Page 1 of 1

Using parameter estimates from simulated model as priors

PostPosted: Mon Jan 27, 2014 1:21 pm
by tn73
Hi Team,
I have conducted a pilot survey and used the data collected to estimate a model. I have then used the parameter estimates from the pilot as priors in an experimental design for my final survey. I have also simulated the design (estimated the deterministic components of utility and the random components and assumed that the alternative with the highest utility is selected in each choice situation using a virtual sample of 200). All the parameter estimates for the simulated model are highly significant with the expected signs. Further, I have used the parameter estimates from the simulated model as priors in generating a new design which has a lower D-Error and smaller minimum sample requirement and I am tempted to use this in my final survey. My question is "Is it theoretically correct to use the more efficient design based on results from the simulated model in my final survey?"

Regards
tn73

Re: Using parameter estimates from simulated model as priors

PostPosted: Tue Jan 28, 2014 11:04 am
by Michiel Bliemer
I assume you have simulated the data using the parameter estimates from the pilot study? And then you estimated the model based ont he simulated data. If you would have used a large enough sample (perhaps 200 is not enough) then you should have obtained exactly the parameter estimates that you put in as priors. If not, then your sample size was not large enough. McFadden proved that the logit model will provide unbiased estimates independent of the design you use, so you should always retrieve the parameters that you put into the simulation after estimation. This is asymptotic behaviour, so large sample sizes.

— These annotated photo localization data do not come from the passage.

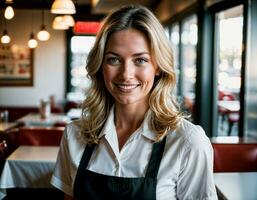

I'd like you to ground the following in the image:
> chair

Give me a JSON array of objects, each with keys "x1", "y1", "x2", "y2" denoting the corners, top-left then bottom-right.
[
  {"x1": 0, "y1": 128, "x2": 19, "y2": 157},
  {"x1": 18, "y1": 127, "x2": 65, "y2": 146},
  {"x1": 227, "y1": 111, "x2": 239, "y2": 136},
  {"x1": 218, "y1": 91, "x2": 239, "y2": 135},
  {"x1": 212, "y1": 143, "x2": 257, "y2": 172},
  {"x1": 0, "y1": 140, "x2": 8, "y2": 156},
  {"x1": 0, "y1": 140, "x2": 8, "y2": 172}
]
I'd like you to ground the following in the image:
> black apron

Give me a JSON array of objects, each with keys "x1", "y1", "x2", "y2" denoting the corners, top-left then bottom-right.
[{"x1": 73, "y1": 136, "x2": 166, "y2": 200}]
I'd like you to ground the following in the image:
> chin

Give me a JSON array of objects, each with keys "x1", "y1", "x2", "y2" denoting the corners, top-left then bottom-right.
[{"x1": 114, "y1": 96, "x2": 148, "y2": 106}]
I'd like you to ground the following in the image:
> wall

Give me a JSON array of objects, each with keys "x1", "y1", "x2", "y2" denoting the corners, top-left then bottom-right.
[{"x1": 0, "y1": 9, "x2": 66, "y2": 106}]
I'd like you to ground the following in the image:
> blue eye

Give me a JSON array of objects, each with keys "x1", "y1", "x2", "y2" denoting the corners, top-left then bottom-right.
[
  {"x1": 135, "y1": 58, "x2": 148, "y2": 65},
  {"x1": 107, "y1": 57, "x2": 121, "y2": 65}
]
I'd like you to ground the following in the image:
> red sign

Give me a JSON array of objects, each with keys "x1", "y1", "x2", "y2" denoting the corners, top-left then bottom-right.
[{"x1": 74, "y1": 21, "x2": 101, "y2": 35}]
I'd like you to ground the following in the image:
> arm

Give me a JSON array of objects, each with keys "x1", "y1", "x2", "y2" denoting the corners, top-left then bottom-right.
[{"x1": 177, "y1": 126, "x2": 218, "y2": 199}]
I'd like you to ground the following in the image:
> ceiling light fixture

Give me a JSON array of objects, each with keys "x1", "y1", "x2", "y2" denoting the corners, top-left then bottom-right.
[
  {"x1": 1, "y1": 19, "x2": 11, "y2": 44},
  {"x1": 63, "y1": 15, "x2": 75, "y2": 27},
  {"x1": 28, "y1": 32, "x2": 38, "y2": 48},
  {"x1": 52, "y1": 16, "x2": 69, "y2": 30},
  {"x1": 37, "y1": 8, "x2": 50, "y2": 41},
  {"x1": 4, "y1": 0, "x2": 15, "y2": 20},
  {"x1": 28, "y1": 11, "x2": 38, "y2": 48},
  {"x1": 1, "y1": 29, "x2": 11, "y2": 44},
  {"x1": 37, "y1": 25, "x2": 50, "y2": 41},
  {"x1": 51, "y1": 0, "x2": 76, "y2": 14}
]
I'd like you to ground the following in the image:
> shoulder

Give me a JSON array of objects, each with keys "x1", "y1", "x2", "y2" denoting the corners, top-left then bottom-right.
[
  {"x1": 166, "y1": 119, "x2": 212, "y2": 153},
  {"x1": 63, "y1": 120, "x2": 86, "y2": 154},
  {"x1": 64, "y1": 119, "x2": 81, "y2": 140}
]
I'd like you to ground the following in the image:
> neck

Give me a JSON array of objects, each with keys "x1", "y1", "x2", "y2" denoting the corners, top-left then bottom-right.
[
  {"x1": 115, "y1": 103, "x2": 149, "y2": 131},
  {"x1": 114, "y1": 102, "x2": 149, "y2": 151}
]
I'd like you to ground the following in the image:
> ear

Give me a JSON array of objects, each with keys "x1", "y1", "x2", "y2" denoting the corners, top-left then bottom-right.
[{"x1": 155, "y1": 68, "x2": 161, "y2": 76}]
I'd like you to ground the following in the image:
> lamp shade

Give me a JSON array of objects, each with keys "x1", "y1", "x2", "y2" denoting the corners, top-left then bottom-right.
[
  {"x1": 51, "y1": 0, "x2": 76, "y2": 14},
  {"x1": 63, "y1": 15, "x2": 75, "y2": 27},
  {"x1": 37, "y1": 25, "x2": 50, "y2": 41},
  {"x1": 4, "y1": 6, "x2": 14, "y2": 19},
  {"x1": 1, "y1": 30, "x2": 11, "y2": 44},
  {"x1": 28, "y1": 33, "x2": 38, "y2": 48},
  {"x1": 52, "y1": 16, "x2": 69, "y2": 30}
]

So you can just use the priors you obtained from the pilot study and it is not necessary to simulate data as the equations in Ngene make use of the asymptotic properties of the logit model. The reason that you obtain lower D-errors is because you have used different priors. You can only compare designs based on the same priors. You can try to use larger sample sizes (e.g., 1000 or 10000) and you should retrieve the prior parameter estimates. Note that the standard errors (and therefore also the D-error) are by default all asymptotic values.